Er löst die Ketten. Endlich darf sie hinabgleiten. Endlich ist ihr Körper dort, wo ihr Geist schon lange ist. Ihr in Leder gehüllter Kopf kommt auf einem seiner Füße zum Liegen. Ihre Brüste pressen schmerzhaft auf den Boden. Seine Hand greift ihr Halsband, macht es noch enger, nimmt ihr die Luft zum Atmen.
Die Sonne scheint. Wärme dringt durch ihre Haut in den Körper ein. Willkommene Wärme nach einem kalten Winter. Zarte Knospen an den Sträuchern verkünden das Ende nackter Zweige. Sie schließt die Augen, wendet ihr Gesicht dem Licht zu. Fröhliche Gespräche umgeben sie. Jeden zieht es nach draußen, die Plätze der Terrasse sind gut gefüllt. Kinderlachen. Kuchengabeln treffen auf Porzellan. Der Geschmack des Milchkaffees haftet noch auf ihrer Zunge. Sie ist voller Sehnsucht. Sie ist nur halb. Er fehlt.
Der Sog nach unten überwältigt sie. Sie sinkt. Ihr Körper kann nicht folgen. Die Arme sind weit gespreizt am Kreuz befestigt. Nur ihr Kopf folgt dem innerlichen Abwärtsdrang. Der Kopf, der in der ledernen Maske steckt, die ihn ganz umhüllt, ihr den Sehsinn raubt, das Hören vernebelt. Eng liegt sie an, durch Riemen und Schnürung festgezurrt. Das genügte ihm nicht. Es ist einer dieser Tage, an dem er sie vollkommen vereinnahmen will. Ihr Halsband umschließt die Ränder der Maske. Ein Ringknebel öffnet den Mund auf abstruse Weise. Ein rotes Loch, umgeben von schwarzem Leder. Speichel rinnt auf ihre Brüste, tropft auf den Boden. Sie merkt es und kann es nicht verhindern.
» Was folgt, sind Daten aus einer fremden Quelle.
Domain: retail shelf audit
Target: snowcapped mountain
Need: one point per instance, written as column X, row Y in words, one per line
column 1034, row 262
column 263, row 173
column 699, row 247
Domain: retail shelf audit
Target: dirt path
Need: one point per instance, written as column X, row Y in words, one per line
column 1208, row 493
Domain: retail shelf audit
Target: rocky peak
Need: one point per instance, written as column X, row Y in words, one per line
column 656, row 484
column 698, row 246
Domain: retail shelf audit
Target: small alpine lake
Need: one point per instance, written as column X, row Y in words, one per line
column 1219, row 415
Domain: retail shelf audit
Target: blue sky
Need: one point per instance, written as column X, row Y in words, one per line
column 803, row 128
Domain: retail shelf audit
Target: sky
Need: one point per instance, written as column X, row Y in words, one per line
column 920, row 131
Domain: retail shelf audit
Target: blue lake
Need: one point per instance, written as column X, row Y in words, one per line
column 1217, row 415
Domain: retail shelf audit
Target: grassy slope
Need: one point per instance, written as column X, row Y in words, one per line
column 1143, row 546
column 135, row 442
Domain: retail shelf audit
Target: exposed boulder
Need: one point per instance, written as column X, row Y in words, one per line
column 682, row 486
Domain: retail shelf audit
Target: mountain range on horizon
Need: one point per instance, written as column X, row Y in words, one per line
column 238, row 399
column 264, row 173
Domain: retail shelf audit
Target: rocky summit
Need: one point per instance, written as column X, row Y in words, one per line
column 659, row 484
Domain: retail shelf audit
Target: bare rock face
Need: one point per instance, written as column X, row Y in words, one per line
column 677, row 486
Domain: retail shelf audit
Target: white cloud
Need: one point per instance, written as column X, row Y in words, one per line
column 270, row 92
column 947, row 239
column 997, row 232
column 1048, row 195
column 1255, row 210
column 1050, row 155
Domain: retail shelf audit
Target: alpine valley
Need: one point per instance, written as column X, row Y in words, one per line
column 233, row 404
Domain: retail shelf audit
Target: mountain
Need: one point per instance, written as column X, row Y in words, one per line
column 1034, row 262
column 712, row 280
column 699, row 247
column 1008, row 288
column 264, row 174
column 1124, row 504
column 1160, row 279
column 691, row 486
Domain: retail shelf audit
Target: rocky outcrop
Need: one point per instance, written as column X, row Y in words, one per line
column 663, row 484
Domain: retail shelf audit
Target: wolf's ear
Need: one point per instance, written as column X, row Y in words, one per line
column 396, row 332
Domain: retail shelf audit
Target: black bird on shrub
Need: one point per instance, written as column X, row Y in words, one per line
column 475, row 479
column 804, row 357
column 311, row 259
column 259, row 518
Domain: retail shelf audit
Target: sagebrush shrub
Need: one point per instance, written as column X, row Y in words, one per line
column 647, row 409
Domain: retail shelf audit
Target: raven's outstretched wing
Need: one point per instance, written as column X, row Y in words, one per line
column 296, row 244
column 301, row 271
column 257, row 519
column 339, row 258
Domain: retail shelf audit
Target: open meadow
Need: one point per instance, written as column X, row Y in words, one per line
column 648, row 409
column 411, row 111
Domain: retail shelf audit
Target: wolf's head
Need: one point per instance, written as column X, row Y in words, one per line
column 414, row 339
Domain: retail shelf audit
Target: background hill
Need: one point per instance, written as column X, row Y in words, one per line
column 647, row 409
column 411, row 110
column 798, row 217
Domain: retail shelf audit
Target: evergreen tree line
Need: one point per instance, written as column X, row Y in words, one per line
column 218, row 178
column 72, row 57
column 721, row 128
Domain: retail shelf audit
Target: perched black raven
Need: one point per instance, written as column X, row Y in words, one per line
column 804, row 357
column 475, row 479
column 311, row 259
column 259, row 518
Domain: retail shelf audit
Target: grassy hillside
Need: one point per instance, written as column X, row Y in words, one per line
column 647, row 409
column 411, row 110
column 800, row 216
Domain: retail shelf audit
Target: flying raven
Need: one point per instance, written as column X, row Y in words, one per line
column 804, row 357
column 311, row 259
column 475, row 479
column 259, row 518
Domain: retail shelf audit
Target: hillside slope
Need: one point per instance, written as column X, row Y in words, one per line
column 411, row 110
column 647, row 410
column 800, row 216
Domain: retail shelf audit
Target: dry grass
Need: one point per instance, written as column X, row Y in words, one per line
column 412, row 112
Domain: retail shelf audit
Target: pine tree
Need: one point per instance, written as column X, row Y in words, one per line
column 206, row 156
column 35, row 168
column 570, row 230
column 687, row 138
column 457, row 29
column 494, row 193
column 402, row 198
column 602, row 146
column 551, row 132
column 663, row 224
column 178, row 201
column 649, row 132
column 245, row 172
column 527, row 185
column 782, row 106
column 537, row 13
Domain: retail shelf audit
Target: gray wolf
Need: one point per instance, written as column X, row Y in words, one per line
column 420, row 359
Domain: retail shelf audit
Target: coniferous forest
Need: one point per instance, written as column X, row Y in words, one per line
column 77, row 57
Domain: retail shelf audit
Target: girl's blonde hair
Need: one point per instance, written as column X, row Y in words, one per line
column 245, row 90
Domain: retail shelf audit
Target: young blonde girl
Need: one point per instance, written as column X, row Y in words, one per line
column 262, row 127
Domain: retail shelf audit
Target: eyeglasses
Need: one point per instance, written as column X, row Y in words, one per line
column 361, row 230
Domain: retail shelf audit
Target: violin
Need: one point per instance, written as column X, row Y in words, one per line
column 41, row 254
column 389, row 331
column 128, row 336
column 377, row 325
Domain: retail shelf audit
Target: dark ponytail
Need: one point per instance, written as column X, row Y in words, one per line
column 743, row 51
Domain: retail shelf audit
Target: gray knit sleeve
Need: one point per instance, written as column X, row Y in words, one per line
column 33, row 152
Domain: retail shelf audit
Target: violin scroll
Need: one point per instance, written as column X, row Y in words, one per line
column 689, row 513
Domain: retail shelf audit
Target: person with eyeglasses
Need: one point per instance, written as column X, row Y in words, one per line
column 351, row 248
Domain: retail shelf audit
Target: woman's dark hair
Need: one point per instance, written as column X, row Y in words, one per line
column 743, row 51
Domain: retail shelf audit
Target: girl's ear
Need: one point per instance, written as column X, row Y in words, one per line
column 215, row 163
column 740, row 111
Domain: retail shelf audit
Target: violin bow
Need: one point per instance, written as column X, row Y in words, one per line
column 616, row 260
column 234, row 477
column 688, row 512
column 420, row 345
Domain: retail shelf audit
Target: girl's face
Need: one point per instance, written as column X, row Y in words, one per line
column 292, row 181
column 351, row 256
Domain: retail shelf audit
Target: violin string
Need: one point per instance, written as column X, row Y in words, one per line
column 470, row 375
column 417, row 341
Der Gedanke, dass ihm gefällt, wenn sie keine Kontrolle hat, lässt es sie leichter ertragen. Sie musste erst lernen, das zu akzeptieren.
»Ich beneide dich ja!«
Entrissene Gedanken. Sie öffnet die Augen, überprüft, ob dieser Satz an sie gerichtet ist. Ihre Freundin Sabine lächelt sie an.
»Warum beneidest du mich?«
»Wegen deiner sturmfreien Bude! Das muss doch herrlich sein, am Abend einfach machen zu können, wozu du Lust hast. Was glaubst du, wie oft ich mir wünsche, nicht den ewigen Kampf um die Fernbedienung ausfechten zu müssen! Und dann dieses Essen kochen! Wie gerne würde ich viel öfter etwas Vegetarisches auf den Tisch bringen, aber nein, es muss ja immer Fleisch sein, sonst ist es kein richtiges Essen!« Theatralisch verdreht ihre Freundin die Augen.
Sie sucht nach einer passenden Antwort. Die Wahrheit erscheint ihr taktlos. Wie könnte sie Sabine klar machen, dass jede Trennung von ihm Schmerz und Sehnsucht bedeutet? Dass ihre Seele jede Sekunde nach ihm dürstet? Jede gemeinsame Stunde ist ein Geschenk. Auch nach Jahren des Zusammenseins.